# [How To] Installing offline Gnome2?



## valhalla (Mar 6, 2011)

Hi, I have problems with gnome2 installation. Since I'm not succeeding in configuring my sierra usb modem, I have to install gnome2 in offline mode. I ran command [cmd=]make clean && make clean install[/cmd] in /usr/ports/x11/gnome2 directories, but mostly the system requested some packages that gnome2 needs. 

And the system always patching through the ftp address to download, which means I must have Internet Connection but unfortunately I don't have it. So I was downloading the packages that the system needs to installing gnome2, I was downloading from (ftp://ftp.freebsd.org/pub/FreeBSD/ports/distfiles/) but it takes all day to knowing which package that I need to installing gnome2.

I've been searching in gnome website but no results, and also by googling looking for compressed gnome package for FreeBSD but no results too. 

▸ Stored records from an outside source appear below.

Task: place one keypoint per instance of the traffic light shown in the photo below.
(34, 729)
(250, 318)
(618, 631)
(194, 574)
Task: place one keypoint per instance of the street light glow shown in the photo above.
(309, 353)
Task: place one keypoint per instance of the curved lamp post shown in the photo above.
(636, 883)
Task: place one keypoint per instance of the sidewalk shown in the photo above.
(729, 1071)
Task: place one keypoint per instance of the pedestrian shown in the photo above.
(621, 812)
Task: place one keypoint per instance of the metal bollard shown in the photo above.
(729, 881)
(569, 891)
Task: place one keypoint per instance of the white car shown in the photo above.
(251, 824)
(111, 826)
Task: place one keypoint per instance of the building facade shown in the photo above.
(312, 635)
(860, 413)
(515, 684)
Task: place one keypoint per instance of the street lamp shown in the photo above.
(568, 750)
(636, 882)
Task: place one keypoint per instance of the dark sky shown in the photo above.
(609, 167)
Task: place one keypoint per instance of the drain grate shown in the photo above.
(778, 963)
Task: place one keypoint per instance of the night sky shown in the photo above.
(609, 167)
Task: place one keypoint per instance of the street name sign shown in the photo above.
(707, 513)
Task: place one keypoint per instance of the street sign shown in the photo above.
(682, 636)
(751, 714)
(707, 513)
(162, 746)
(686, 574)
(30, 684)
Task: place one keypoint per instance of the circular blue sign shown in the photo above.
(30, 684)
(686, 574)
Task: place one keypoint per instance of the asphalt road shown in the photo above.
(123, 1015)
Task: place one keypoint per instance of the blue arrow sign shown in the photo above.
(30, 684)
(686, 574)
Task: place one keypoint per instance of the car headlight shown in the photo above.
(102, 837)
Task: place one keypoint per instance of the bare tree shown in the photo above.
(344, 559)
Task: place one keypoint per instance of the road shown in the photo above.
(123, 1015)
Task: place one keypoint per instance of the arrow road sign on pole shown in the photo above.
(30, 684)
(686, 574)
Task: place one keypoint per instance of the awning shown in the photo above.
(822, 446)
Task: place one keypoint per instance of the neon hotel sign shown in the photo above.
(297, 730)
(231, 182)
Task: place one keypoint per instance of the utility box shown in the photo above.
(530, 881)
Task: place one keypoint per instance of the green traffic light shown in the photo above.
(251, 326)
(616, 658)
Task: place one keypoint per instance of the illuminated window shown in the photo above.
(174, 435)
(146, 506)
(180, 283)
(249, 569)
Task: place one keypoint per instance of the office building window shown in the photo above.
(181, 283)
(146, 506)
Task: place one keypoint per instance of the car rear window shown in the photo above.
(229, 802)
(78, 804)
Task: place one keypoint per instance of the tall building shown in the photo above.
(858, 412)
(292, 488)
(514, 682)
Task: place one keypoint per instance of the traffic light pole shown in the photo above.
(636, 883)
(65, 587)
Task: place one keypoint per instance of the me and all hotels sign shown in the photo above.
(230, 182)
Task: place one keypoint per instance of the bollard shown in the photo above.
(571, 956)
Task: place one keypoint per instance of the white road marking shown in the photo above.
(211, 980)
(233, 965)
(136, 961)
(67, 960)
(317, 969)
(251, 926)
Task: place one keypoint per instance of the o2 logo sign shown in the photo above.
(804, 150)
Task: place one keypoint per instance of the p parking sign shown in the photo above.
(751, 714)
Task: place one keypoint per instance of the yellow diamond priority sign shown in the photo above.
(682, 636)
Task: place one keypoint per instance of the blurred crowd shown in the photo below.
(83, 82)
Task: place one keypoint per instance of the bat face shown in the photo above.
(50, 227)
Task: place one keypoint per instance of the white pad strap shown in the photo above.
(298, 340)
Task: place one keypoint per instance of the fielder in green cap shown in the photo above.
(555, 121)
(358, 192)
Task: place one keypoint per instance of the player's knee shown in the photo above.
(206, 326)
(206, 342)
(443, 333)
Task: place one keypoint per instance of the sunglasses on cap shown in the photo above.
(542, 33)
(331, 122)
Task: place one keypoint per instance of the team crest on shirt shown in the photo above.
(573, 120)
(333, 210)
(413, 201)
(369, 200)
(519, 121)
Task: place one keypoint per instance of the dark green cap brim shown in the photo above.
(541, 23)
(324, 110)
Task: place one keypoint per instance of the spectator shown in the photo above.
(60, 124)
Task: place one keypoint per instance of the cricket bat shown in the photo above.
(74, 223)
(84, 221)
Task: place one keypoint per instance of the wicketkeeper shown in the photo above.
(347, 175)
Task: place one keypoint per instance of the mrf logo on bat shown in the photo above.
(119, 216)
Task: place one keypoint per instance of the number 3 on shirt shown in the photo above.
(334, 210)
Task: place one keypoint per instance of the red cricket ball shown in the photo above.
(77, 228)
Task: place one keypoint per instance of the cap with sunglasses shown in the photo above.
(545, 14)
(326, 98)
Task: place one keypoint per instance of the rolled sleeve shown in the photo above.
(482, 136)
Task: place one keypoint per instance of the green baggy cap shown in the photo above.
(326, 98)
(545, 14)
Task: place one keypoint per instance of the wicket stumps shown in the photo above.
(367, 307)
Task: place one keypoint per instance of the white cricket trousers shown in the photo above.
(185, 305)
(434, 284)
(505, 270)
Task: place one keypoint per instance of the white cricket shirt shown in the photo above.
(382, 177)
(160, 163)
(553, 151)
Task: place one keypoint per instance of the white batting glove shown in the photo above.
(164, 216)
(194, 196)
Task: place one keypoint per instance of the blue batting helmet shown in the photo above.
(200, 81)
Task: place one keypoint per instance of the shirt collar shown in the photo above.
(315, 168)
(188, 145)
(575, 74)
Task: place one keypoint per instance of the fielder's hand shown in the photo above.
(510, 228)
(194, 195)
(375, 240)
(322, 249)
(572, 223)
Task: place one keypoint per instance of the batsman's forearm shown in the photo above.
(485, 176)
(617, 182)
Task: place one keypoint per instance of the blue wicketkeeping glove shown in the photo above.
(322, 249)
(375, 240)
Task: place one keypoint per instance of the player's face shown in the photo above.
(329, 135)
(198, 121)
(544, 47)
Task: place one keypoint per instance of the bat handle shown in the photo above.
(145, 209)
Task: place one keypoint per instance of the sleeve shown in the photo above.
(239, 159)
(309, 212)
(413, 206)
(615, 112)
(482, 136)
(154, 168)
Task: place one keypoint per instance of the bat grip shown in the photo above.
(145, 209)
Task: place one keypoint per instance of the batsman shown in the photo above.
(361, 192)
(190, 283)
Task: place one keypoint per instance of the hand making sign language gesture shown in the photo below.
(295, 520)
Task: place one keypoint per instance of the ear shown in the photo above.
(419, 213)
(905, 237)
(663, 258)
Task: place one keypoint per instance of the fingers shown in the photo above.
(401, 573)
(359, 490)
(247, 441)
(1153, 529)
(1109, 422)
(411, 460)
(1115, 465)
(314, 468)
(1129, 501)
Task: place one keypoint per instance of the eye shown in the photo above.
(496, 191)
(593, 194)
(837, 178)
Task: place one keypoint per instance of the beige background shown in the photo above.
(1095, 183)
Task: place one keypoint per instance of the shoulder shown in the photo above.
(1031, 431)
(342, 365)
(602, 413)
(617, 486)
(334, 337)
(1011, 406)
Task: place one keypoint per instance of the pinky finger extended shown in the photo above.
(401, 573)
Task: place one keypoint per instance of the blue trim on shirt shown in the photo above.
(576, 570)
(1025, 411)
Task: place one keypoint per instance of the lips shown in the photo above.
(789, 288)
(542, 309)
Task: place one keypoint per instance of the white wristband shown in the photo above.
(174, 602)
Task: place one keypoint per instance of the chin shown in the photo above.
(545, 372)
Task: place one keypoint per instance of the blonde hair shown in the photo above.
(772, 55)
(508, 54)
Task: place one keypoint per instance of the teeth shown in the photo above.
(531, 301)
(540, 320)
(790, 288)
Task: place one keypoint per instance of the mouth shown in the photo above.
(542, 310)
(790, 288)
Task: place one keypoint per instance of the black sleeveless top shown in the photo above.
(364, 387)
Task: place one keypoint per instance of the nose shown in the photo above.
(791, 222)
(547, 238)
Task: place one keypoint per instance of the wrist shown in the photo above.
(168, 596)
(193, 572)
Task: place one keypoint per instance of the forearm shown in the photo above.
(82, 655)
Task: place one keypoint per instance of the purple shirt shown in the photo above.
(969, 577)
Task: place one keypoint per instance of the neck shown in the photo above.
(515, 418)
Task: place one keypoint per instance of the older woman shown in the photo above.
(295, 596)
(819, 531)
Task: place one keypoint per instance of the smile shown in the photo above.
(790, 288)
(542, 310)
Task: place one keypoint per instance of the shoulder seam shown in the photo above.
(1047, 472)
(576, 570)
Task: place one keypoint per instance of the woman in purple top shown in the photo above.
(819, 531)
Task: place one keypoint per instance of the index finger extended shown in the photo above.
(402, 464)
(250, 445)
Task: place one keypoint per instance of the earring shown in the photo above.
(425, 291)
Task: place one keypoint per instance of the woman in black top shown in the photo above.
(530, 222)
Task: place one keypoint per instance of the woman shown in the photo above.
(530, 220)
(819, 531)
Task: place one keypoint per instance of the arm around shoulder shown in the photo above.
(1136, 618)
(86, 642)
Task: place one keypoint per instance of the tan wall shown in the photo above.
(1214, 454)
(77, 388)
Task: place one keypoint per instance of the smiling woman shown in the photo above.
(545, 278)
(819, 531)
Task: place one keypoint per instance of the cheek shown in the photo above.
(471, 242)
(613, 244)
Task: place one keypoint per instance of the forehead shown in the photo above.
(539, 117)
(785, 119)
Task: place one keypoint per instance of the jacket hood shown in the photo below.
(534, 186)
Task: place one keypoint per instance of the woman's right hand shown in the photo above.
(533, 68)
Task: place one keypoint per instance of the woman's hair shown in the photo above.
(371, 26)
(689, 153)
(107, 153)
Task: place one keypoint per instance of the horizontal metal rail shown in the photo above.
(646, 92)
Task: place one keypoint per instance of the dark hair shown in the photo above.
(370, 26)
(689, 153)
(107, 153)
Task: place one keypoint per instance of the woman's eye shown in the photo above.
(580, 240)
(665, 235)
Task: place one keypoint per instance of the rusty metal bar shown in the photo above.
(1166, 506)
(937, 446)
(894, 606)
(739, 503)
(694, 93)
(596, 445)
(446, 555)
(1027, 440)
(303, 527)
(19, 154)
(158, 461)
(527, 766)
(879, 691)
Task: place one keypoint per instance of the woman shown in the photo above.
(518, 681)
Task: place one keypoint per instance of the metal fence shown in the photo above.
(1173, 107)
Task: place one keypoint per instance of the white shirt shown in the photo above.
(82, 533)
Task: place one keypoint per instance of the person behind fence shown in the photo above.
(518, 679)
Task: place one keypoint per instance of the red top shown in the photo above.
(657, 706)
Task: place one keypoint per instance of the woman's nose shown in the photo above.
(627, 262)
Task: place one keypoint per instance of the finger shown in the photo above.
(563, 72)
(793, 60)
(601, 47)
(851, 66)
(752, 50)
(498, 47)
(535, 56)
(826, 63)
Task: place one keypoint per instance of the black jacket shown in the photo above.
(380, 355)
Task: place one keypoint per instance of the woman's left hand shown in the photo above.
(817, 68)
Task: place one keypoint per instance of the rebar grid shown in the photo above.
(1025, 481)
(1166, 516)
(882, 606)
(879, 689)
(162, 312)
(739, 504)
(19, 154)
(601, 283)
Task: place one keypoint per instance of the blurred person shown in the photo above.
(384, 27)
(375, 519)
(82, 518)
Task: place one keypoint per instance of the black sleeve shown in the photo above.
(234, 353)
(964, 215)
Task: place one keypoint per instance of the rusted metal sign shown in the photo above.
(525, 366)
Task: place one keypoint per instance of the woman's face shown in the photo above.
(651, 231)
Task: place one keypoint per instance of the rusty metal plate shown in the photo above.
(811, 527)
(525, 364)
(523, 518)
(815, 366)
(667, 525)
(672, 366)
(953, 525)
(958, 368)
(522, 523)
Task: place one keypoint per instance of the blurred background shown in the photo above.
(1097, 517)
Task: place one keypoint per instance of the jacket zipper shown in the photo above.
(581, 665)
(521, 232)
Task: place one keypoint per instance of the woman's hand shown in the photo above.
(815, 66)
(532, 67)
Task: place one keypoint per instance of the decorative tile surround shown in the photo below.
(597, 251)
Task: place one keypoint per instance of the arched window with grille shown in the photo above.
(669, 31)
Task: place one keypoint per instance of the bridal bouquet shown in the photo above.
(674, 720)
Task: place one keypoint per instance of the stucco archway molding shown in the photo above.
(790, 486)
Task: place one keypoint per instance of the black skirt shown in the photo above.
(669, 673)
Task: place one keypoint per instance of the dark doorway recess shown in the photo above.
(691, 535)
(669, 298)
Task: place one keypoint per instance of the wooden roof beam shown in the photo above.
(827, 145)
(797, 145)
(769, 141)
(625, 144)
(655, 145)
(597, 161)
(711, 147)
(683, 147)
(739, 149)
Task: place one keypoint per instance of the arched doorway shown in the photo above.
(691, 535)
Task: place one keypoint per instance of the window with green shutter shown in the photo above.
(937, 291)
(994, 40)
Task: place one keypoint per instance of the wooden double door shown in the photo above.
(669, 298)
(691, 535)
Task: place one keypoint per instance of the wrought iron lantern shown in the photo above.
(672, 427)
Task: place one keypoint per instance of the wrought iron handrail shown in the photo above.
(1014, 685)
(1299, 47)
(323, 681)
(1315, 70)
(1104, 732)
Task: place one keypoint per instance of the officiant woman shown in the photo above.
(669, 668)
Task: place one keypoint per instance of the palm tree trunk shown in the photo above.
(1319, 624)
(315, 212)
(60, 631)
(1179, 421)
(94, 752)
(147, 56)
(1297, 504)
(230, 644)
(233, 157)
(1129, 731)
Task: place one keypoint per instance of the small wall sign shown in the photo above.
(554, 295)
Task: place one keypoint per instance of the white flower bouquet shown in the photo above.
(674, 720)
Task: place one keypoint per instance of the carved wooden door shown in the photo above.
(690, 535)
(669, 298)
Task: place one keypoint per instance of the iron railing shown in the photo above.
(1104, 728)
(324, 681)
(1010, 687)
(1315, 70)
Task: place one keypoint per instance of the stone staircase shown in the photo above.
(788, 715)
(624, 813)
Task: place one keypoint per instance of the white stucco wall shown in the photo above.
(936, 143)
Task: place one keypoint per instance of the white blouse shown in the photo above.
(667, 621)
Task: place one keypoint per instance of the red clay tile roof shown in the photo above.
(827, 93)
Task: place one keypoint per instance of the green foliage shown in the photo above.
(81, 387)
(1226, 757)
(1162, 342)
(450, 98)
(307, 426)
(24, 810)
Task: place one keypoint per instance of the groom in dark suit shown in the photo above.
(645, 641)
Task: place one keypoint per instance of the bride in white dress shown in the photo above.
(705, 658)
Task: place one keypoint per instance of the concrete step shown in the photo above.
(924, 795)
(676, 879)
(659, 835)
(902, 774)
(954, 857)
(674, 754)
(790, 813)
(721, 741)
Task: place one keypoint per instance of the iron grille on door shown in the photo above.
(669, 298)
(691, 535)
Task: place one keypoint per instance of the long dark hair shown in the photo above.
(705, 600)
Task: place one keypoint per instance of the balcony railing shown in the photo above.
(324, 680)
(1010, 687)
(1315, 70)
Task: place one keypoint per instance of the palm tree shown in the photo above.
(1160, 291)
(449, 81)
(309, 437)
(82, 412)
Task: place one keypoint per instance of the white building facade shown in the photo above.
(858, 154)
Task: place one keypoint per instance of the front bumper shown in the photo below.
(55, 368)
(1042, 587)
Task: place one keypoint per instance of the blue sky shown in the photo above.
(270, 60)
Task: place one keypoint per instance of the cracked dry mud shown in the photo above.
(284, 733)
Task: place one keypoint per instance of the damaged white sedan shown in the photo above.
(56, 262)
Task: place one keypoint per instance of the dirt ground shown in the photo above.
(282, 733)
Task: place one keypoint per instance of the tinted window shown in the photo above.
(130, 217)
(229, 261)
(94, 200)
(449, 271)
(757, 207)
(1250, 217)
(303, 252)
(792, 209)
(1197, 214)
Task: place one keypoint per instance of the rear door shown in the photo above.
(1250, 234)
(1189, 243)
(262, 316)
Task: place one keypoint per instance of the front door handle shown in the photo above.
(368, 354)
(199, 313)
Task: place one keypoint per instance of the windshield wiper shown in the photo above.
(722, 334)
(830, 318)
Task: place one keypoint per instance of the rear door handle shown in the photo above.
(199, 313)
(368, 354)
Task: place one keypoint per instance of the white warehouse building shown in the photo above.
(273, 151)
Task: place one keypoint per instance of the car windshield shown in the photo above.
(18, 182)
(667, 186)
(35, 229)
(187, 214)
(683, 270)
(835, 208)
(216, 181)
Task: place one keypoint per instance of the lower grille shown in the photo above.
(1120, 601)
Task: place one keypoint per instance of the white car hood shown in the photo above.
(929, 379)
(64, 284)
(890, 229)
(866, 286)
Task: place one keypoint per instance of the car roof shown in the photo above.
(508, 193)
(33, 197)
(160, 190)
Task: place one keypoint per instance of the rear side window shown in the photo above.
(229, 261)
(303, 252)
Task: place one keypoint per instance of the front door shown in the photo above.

Anyone can help me with this problem? I would very much appreciate it..



Best regards,



PS: Sorry for my English and grammar are not so well...


----------



## wblock@ (Mar 6, 2011)

If the system has a net connection:
`# cd /usr/ports/x11/gnome2`
`#  make fetch-recursive`

A list of the files needed:
`# cd /usr/ports/x11/gnome2`
`#  make fetch-recursive-list`


----------